Michael Hill International Ltd [NZX:MHJ] has seen a dramatic fall of over 20% on the New Zealand Stock Exchange in a single day.
Michael Hill is Australasia’s leading retailer of jewellery. Originally founded in Whangarei, it is now headquartered in Brisbane. It boasts a strong presence throughout Australia, New Zealand and Canada.
Michael Hill has a market capitalisation of $295 million, and the share price is currently sitting at $0.75.
So why has the Michael Hill share price fallen?
Michael Hill’s sharp slide has come on the back of last week’s scare on the US markets. The Dow Jones Industrial Average plunged by over 800 points, in what has been called one of the worst declines in financial history.
This fearful contagion spread worldwide, negatively affecting sentiments on the Australian and Kiwi markets as well. This has filtered down to Michael Hill’s share price, which saw a steep decline.
A secondary issue is Michael Hill’s decision to exit the US market earlier this year.
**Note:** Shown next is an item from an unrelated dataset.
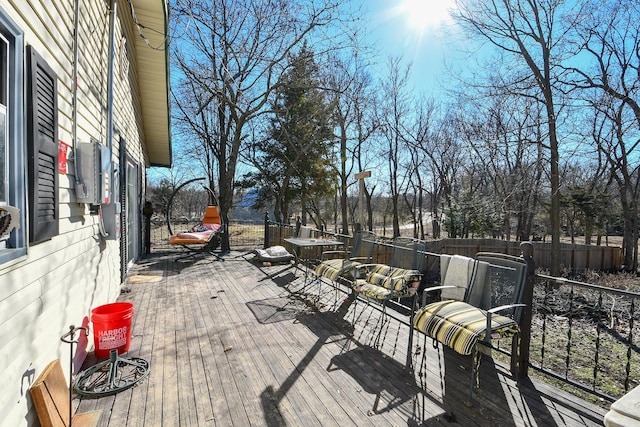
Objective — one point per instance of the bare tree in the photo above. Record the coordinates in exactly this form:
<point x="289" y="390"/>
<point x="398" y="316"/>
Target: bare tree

In comparison to its success in Australia, New Zealand and Canada, Michael Hill’s presence in America has floundered. This has forced the company to liquidate its American assets, which sadly marks the end of a 10-year journey to gain a foothold in the USA.
Where can Michael Hill go from here?
Since its shock fall, the Dow Jones has shown signs of a distinct recovery. It has rallied by more than 300 points, which has offered investors much-needed relief.
What has happened is now largely perceived as a correction rather than a looming crash.
Once the overall mood stabilises, investors will realise that Michael Hill’s fundamentals are still solid. The company’s share price is likely to reverse its negative trend in the middle- to long-term.